Details of how the late Queen approved the subtle but strong comeback to Harry and Meghan’s poisonous attack on the monarchy, using the expression ‘recollections may vary’, have emerged in a book by royal correspondent Valentine Low.
A draft palace statement initially didn’t include the famous expression, and was a much milder version, though the Prince and Princess of Wales were said to have demanded it be toughened up a bit. While Kate was right behind her husband, it was said that she was even more firm than him on the matter.

When a courtier first suggested the ‘recollections may vary’ phrase, which was hailed as a classic iron fist in velvet glove royal manoeuvre, at least two palace officials argued against it in case it enraged Harry and Meghan further.
But it was Kate, then the Duchess of Cambridge, who pressed home the argument that it should remain, Mr Low’s books says.
He quotes a source as saying that it was Kate who clearly made the point, ‘History will judge this statement and unless this phrase or a phrase like it is included, everything that they have said will be taken as true’.

The source said it was an example of how Kate is often far steelier than she appears, and that she doesn’t get as much credit as she should, because she is so subtle about it.
He said she’s playing the long game and she’s always got her eye on, ‘This is my life and my historic path and that she’s going to be the Queen one day’.
Author Claudia Joseph recently revealed how lines of strong, indomitable women run through both sides of Kate’s family history.
Hers is a story featuring deprivation and hardship in the Durham coalfields and in the working-class suburbs of London.
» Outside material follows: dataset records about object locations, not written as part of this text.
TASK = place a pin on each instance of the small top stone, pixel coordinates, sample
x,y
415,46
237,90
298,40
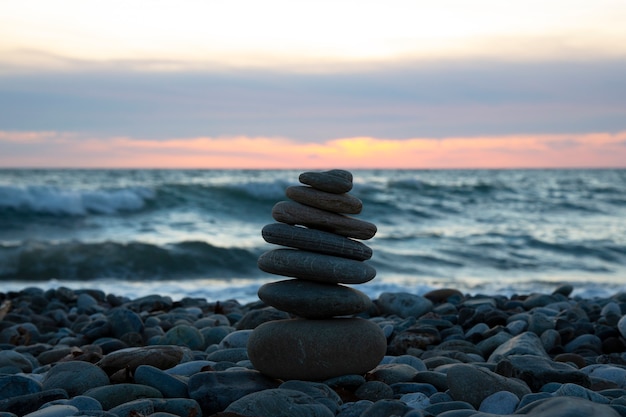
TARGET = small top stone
x,y
336,181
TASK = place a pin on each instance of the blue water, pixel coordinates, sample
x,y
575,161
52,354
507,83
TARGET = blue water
x,y
197,232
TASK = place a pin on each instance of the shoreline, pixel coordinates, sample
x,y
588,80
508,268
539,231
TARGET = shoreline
x,y
519,353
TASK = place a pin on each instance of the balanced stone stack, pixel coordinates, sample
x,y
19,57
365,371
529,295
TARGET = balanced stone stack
x,y
321,253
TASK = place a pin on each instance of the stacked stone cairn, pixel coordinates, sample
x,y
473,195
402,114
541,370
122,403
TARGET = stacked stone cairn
x,y
322,252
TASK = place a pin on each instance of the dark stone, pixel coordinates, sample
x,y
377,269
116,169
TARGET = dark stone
x,y
315,241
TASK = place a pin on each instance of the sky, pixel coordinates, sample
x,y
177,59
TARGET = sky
x,y
313,84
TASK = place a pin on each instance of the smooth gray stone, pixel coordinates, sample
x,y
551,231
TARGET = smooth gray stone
x,y
501,402
315,350
75,377
473,384
278,403
337,203
169,385
566,407
314,300
214,391
160,356
291,212
537,371
526,343
315,241
320,392
16,385
403,304
335,181
315,267
111,396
There was also privilege, too, and connections to high society.
The main theme, nevertheless, is one of strong, matriarchal figures.
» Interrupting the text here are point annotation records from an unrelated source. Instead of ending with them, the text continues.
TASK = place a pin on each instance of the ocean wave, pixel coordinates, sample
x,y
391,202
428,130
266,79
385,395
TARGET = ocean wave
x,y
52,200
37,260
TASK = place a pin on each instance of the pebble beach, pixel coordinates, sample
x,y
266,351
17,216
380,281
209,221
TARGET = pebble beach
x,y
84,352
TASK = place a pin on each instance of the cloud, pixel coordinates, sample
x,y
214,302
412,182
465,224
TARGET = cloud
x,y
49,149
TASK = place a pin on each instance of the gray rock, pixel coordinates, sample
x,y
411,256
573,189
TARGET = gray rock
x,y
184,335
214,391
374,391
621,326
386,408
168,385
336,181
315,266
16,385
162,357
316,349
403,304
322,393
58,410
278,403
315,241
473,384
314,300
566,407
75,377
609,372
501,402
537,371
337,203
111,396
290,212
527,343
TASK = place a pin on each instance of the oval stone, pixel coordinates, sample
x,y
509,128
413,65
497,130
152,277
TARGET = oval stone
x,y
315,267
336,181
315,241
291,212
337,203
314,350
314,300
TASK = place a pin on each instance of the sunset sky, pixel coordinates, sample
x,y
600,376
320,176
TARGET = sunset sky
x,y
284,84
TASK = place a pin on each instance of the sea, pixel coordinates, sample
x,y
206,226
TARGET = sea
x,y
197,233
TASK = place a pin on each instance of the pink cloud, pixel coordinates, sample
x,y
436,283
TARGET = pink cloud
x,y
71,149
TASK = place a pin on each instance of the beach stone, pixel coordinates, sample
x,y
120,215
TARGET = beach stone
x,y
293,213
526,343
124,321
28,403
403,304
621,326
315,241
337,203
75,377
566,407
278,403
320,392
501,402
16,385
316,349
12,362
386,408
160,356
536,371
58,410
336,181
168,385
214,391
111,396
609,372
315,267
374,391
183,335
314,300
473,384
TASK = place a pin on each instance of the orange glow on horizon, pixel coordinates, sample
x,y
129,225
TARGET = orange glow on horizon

Kate’s mother, Carole, made sure her three children had the best possible start in life.
She got her drive and ambition from her own mother, Dorothy Goldsmith, who set her family on the road from poverty to prosperity, earning the affectionate moniker ‘Lady Dorothy’ along the way.
Kate’s invincible great-grandmother Edith Goldsmith was another formidable woman, who smoked 20 Woodbines a day and brought up six children in Southall, then a working-class suburb for railway depot workers in west London.
Widowed in 1938, Edith Goldsmith was left to bring up her two youngest children Joyce, then 13, and Kate’s grandfather Ronald, then six, in a condemned flat, juggling work at a nearby Ticklers jam factory.
And another of the Princess’s great-grandmothers, Olive Lupton, who passed away 45 years before Kate was born, had worked to ensure her family left behind the atrocities of the First World War.
Kate’s second cousin Kim Sullivan said that Prince William was a lucky man because Kate came from a family of strong women and that hopefully, the country will benefit from her strength of character in the years to come.
But Kate’s not playing any game, long or otherwise. She’s fulfilling her responsibility and doing her job, as well as protecting her children’s future, and she seems to be an iron fist in a velvet glove, and hopefully, the fate of the Monarchy will be in safe hands with this couple.
Hopefully, they will inject a new meaning to their role, one which is of its time, and they both appear totally committed.
Kate playing the long game, not sure about that. The one that played the long game was Camilla. Kate didn’t need to play the long game, she won the game by right of marriage to William.
Kate always looks lovely and appears to be a happy and supportive wife and mother, and extremely respectful of the Royal Family and its traditions, and she always does her duties with warmth and commitment.
Katherine might look stunning, but she’s a silent Queen in waiting and has a great deal of backbone, which William will need when it’s time for him to become king.